Exam CISSP topic 1 question 344 discussion

Do you not need a framework to assess against?

You should only create a plan based on a recognized framework once you've done proper reconnaissance of your infrastructure. In most cases companies ignore this because they have a pretty good "idea" of what they have so they move to selecting a framework. But it is a critical FIRST step.

Framework of best practices is best. It will also guide you in how and what to look for while assessing your orgs infrastructure. Also likely dealing with regulatory compliance so you would choose a framework based on how your business operates like PCI DSS or NIST and not based on the devices you have.

Frameworks are not exclusively used for external assessments; in fact, they are commonly used in both internal and external assessments. Many organizations use recognized security frameworks as a foundation for planning and performing internal assessments because these frameworks provide a standardized approach to identifying, implementing, and evaluating security controls. (aka. informal assessments)

Answer is C

It's probably B. You have to know the system before you know what framework to use...

If we use the steps in nist 800-37(RMF), it would be B. Categorize your information systems.

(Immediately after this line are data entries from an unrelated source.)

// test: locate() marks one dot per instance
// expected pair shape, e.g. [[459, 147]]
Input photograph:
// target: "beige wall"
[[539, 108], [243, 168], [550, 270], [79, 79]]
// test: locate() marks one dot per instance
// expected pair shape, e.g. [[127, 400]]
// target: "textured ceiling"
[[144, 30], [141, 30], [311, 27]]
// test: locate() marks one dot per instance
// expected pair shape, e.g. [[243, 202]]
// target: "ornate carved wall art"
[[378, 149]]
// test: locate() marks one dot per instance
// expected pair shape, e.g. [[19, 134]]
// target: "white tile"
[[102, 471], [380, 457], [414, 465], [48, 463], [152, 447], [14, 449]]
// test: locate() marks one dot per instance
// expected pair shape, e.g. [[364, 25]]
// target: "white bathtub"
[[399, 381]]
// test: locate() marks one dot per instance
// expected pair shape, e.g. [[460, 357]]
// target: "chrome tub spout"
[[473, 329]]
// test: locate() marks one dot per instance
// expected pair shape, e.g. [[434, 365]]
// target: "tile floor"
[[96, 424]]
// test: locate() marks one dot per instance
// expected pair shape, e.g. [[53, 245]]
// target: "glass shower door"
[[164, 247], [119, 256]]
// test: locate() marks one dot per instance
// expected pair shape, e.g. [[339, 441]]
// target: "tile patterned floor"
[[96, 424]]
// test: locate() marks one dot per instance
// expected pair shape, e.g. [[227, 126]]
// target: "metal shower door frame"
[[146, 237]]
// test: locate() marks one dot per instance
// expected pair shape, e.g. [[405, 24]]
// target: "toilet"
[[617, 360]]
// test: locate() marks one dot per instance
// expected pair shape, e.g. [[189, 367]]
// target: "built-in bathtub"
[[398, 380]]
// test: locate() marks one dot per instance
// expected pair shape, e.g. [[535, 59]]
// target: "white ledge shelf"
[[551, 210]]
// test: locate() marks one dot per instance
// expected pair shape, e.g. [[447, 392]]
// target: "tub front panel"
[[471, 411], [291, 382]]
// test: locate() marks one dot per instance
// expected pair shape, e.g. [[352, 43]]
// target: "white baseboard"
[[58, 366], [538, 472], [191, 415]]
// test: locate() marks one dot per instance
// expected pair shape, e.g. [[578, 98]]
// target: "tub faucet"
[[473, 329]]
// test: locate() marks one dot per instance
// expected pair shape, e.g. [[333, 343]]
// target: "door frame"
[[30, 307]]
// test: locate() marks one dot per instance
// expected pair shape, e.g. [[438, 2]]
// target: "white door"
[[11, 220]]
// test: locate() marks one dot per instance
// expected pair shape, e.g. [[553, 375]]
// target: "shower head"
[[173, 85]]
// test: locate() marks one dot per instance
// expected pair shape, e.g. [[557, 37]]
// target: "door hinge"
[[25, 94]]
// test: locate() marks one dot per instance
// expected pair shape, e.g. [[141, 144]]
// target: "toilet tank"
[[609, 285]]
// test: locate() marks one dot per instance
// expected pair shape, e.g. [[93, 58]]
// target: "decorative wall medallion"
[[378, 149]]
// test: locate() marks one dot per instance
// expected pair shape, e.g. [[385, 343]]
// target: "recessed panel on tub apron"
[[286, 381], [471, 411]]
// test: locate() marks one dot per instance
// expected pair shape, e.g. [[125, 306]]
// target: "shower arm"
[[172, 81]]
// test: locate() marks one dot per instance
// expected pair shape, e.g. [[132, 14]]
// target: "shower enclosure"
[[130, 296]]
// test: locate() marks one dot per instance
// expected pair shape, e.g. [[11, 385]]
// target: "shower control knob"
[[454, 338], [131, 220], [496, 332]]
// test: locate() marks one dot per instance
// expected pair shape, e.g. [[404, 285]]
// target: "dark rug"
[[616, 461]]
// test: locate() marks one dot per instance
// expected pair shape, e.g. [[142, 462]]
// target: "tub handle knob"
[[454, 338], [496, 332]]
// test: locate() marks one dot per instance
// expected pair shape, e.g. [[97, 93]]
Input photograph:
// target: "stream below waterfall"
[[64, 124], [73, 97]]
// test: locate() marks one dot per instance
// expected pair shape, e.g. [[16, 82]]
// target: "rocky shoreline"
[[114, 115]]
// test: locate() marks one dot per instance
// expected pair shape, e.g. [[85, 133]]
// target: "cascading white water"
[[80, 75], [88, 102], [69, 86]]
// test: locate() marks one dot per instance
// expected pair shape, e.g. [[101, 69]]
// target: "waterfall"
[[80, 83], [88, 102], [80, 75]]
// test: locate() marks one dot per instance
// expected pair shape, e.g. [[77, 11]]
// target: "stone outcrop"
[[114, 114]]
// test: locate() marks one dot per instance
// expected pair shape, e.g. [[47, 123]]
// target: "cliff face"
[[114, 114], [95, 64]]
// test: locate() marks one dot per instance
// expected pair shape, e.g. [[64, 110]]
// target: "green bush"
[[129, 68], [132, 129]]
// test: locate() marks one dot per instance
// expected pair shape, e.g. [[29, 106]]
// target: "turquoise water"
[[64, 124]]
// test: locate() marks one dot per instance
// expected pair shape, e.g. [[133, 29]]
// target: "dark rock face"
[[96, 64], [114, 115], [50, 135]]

This includes questions such as "what do we have?" How does this system fit into our organizations business processes, how sensitive is it?" Once that is done then you move onto selecting security controls which might include selecting a recognized control framework such as 800-53

The VERY FIRST step would be to define a scope & objectives which is not listed. The 2nd step would be to pick a framework ANSWER C. Then the interviews/reconn, etc happens. The first few steps that apply here are: 1. Identify the scope and objectives of the assessment. 2. Select a recognized framework of known controls, such as NIST SP 800-53, ISO/IEC 27001, or CIS Controls. 3. Develop assessment procedures based on the chosen framework. 4. Determine the resources needed for the assessment, including personnel, tools, and documentation. 5. Schedule the assessment activities, including interviews, document reviews, and technical testing.

First C choose a framework, then B, SOA to determine which controls apply to your current Infrastructure

Answer C) Create a plan based on a recognized framework of known controls. https://www.sharetru.com/blog/nist-security-controls-assessment-guide#:~:text=Developing%20a%20strategy%20for%20how%20to%20conduct%20your%20security%20control%20assessments%20makes%20it%20easier%20to%20ensure%20these%20assessments%20are%20uniform%2C%20cost%2Deffective%2C%20and%20comprehensive.

B. Create a plan based on reconnaissance of the organization's infrastructure. The sequence of steps should generally involve initial reconnaissance, followed by framework selection and planning based on the gathered information. This reconnaissance helps provide context and specific insights that can inform the selection and adaptation of a recognized framework.

C is the best answer. The first step when designing an internal security control assessment is to create a plan based on a recognized framework of known controls, such as NIST SP 800-53 or the CIS Controls. This provides a comprehensive set of relevant security controls to review, rather than basing the plan on specific known breaches, reconnaissance of infrastructure, or vulnerability scans, which may miss important control areas. A framework covers all domains of security controls and establishes a baseline for assessment. -A is incorrect because known breaches may not cover all necessary control areas. -B is incorrect because reconnaissance of infrastructure is too limited in scope. -D is incorrect because vulnerability scans, while useful, do not provide a full picture of security controls. +C is the best answer because starting with an established framework of controls provides the most complete baseline for an internal security assessment.

C. Create a plan based on a recognized framework of known controls. When designing an internal security control assessment, the first step is to create a plan based on a recognized framework of known controls. Using established frameworks such as NIST SP 800-53, ISO/IEC 27001, or CIS Controls provides a structured approach to assessing security controls and ensures that relevant areas are covered systematically. While the other options (relying on comprehensive knowledge of known breaches, reconnaissance of the organization's infrastructure, recent vulnerability scans) are important aspects of security assessments, they come after the initial step of creating a plan based on a recognized framework of controls.

This is CISSP, of course the answer is C.

B. https://purplesec.us/learn/security-risk-assessment/ Looks like D comes next, but making an inventory of your infrastructure is first.

Go with NIST or CIS as a first step, then pursue the others.

C. Create a plan based on a recognized framework of known controls is considered the FIRST step when designing an internal security control assessment. When designing an internal security control assessment, the first step is typically to establish a framework of known controls. This framework provides a standardized set of security controls against which an organization can assess its own security posture.